Had an AI workshop today, where we went through some of the generative AI services AWS offers and how they could be used. It was reasonably high level yet I still got something out of it.
What was striking was just how much of integrating these foundational models (something like an LLM that was pre-trained on the web) involved natural language. Like if you building a chat bot to have a certain personality, you’d start each context with something like:
You are a friendly life-coach which is trying to be helpful. If you don’t know the answer to a question, you are to say I don’t know. (Question)
This would extend to domain knowledge. Now you could fine tune a foundational model with your own data set, but an easier, allbeit slightly less efficient way, would be to do something like hand craft a bunch of questions and answers pairs, and feed that straight into the prompt.

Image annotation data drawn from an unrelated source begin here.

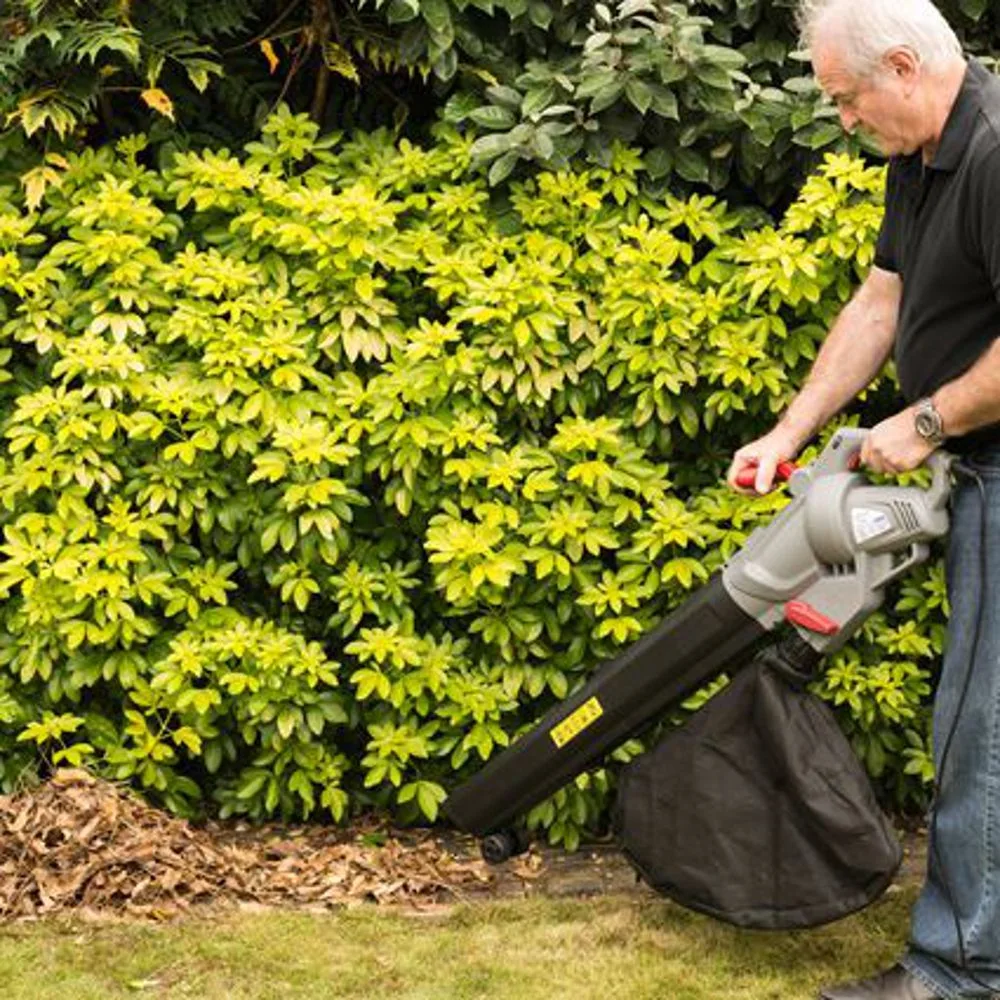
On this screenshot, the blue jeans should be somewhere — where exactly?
[902,449,1000,1000]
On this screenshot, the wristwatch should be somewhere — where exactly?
[913,396,947,448]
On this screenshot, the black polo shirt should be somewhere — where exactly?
[875,54,1000,450]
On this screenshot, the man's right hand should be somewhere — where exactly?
[726,427,799,494]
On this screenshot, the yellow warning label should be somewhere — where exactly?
[549,698,604,747]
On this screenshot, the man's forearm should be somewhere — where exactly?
[934,340,1000,437]
[778,283,899,447]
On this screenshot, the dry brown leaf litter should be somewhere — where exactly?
[0,770,532,920]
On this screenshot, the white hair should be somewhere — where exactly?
[798,0,962,78]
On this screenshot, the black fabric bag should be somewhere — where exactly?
[615,647,902,929]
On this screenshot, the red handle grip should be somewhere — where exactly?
[736,462,798,489]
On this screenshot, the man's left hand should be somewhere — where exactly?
[861,407,934,473]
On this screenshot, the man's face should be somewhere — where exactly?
[812,44,921,156]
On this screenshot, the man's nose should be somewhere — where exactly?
[837,108,861,132]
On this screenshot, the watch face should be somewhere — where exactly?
[913,409,941,440]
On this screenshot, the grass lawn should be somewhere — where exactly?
[0,888,915,1000]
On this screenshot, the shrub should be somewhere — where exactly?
[0,111,942,845]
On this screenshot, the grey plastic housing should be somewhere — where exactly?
[722,428,953,653]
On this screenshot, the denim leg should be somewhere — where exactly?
[903,464,1000,1000]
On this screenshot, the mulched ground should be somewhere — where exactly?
[0,770,922,920]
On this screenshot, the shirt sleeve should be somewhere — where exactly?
[875,161,899,274]
[968,147,1000,302]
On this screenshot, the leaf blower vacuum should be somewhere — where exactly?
[444,428,951,928]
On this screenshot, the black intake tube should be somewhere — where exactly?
[444,573,766,837]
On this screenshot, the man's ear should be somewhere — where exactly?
[882,45,920,90]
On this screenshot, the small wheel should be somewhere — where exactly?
[479,830,530,865]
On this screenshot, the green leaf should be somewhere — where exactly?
[489,150,520,187]
[468,104,517,129]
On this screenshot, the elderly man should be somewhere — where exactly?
[729,0,1000,1000]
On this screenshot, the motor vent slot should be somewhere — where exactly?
[892,500,920,531]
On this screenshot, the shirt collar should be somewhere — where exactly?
[928,59,990,170]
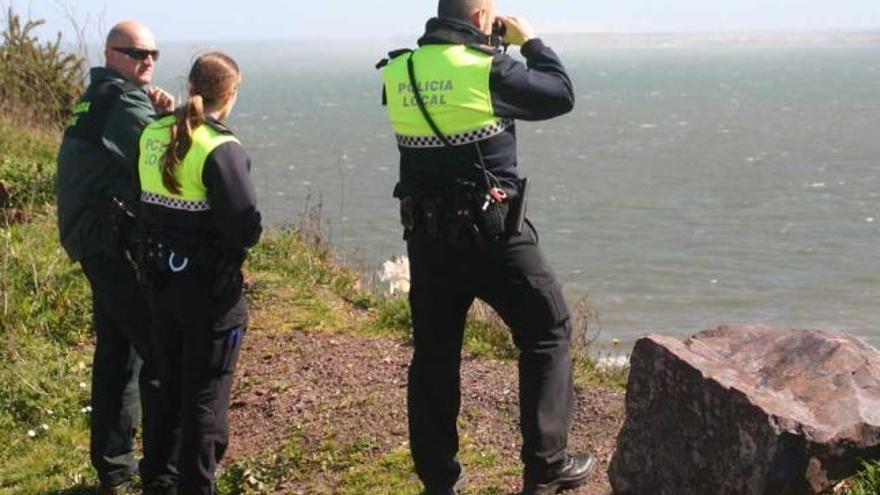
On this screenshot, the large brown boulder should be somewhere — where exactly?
[608,325,880,495]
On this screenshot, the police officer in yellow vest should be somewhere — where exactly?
[380,0,596,495]
[132,52,262,495]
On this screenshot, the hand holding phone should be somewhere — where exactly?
[492,15,535,46]
[147,86,174,113]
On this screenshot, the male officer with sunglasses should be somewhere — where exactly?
[56,21,174,493]
[380,0,597,495]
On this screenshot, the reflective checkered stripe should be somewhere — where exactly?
[141,192,211,211]
[395,119,514,148]
[138,115,237,211]
[382,44,511,141]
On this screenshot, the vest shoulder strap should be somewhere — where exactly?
[64,79,138,146]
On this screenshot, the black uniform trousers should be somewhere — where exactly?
[152,264,248,495]
[407,223,574,490]
[80,255,160,486]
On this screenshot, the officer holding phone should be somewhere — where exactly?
[379,0,596,495]
[56,21,174,493]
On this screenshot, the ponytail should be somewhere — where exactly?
[162,52,241,195]
[162,95,206,194]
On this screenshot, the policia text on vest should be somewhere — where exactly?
[397,80,455,107]
[380,10,596,495]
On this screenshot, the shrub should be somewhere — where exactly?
[0,7,86,128]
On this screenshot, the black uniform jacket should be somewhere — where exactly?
[136,120,263,256]
[386,18,574,192]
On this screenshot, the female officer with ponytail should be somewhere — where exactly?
[138,52,262,495]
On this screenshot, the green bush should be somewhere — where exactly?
[844,461,880,495]
[0,7,86,128]
[0,117,58,211]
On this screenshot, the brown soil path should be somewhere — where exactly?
[225,300,623,495]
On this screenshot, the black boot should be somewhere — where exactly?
[522,452,596,495]
[425,471,467,495]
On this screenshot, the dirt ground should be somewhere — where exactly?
[225,315,623,495]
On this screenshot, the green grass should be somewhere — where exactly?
[845,461,880,495]
[0,214,92,494]
[0,113,624,495]
[0,118,58,209]
[217,432,521,495]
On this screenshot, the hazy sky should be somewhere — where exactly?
[8,0,880,41]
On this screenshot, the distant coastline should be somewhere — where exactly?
[547,30,880,46]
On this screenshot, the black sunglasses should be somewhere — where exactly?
[111,46,159,61]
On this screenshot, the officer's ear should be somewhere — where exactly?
[471,7,486,31]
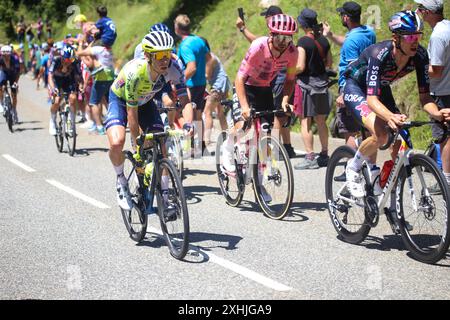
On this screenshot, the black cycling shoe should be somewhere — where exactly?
[163,204,177,222]
[317,153,330,168]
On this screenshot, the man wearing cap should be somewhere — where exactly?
[414,0,450,185]
[236,6,297,158]
[323,1,376,149]
[294,9,333,170]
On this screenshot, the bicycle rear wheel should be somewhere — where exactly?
[155,159,189,260]
[55,112,64,152]
[120,151,148,242]
[325,146,370,244]
[5,99,14,133]
[251,136,294,220]
[64,114,77,157]
[396,154,450,263]
[216,132,245,207]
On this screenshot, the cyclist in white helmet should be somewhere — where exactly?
[105,31,193,210]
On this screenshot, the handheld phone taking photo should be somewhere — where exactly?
[238,8,244,21]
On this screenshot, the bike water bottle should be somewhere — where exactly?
[144,162,153,187]
[380,160,394,188]
[370,166,383,196]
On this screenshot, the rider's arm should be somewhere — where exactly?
[419,93,444,121]
[127,106,139,146]
[234,73,250,110]
[428,64,444,79]
[206,54,217,80]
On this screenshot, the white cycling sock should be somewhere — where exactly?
[444,172,450,186]
[223,136,234,152]
[113,163,127,186]
[348,150,369,172]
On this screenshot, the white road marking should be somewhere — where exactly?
[147,227,293,291]
[3,154,36,172]
[45,180,110,209]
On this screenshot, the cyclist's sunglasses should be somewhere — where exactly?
[402,33,422,43]
[152,50,172,60]
[272,33,293,42]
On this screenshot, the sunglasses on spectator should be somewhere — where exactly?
[402,33,422,43]
[152,50,172,60]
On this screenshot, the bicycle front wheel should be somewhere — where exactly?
[325,146,370,244]
[155,159,189,260]
[55,112,65,152]
[216,131,245,207]
[252,136,294,220]
[64,114,77,157]
[120,151,148,242]
[396,154,450,263]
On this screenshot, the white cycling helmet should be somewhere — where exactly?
[1,46,12,54]
[141,31,173,53]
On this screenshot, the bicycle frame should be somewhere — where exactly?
[337,130,429,219]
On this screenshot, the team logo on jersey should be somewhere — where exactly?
[355,101,372,118]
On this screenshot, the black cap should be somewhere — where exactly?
[337,1,361,17]
[297,8,317,28]
[261,6,283,18]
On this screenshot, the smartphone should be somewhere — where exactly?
[238,8,244,21]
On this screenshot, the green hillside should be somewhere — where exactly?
[4,0,450,147]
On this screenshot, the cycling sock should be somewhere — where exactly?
[444,172,450,186]
[223,136,234,152]
[161,176,169,191]
[305,152,315,161]
[114,163,127,185]
[348,150,369,172]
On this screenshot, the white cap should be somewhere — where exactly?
[414,0,444,12]
[1,46,12,54]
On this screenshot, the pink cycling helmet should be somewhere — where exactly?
[267,14,297,35]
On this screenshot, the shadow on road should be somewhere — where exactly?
[136,232,243,263]
[14,127,45,132]
[75,148,109,157]
[184,185,220,205]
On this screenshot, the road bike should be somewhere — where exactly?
[325,122,450,263]
[121,130,189,260]
[2,84,16,133]
[216,100,294,220]
[55,92,77,157]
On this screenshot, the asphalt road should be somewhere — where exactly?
[0,77,450,300]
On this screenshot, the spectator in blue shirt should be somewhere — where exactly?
[174,14,212,157]
[95,6,117,48]
[323,1,376,149]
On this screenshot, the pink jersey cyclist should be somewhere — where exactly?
[238,37,298,87]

This may also extend to agents as well (code that the model interacts with). We didn’t cover agents to a significant degree, but after looking at some of the marketing materials, it seems to me that much of the integration is instructing the model to put parameters within XML tags (so that the much “dumber” agent can parse it out), and how to interpret the structured response.
A lot of boilerplate, written in natural language, in the prompt just to deal with passing information around. I didn’t expect that.
Nevertheless, it was pretty interesting. And although I haven’t got the drive to look into this much further, I would like to learn more about how one might hook up external data-sources and agents (somthing that involves vector databases that’s available to the model and doesn’t require fine turning. I not sure how to represent these “facts” so that it’s usable by the model, or even if that’s a thing).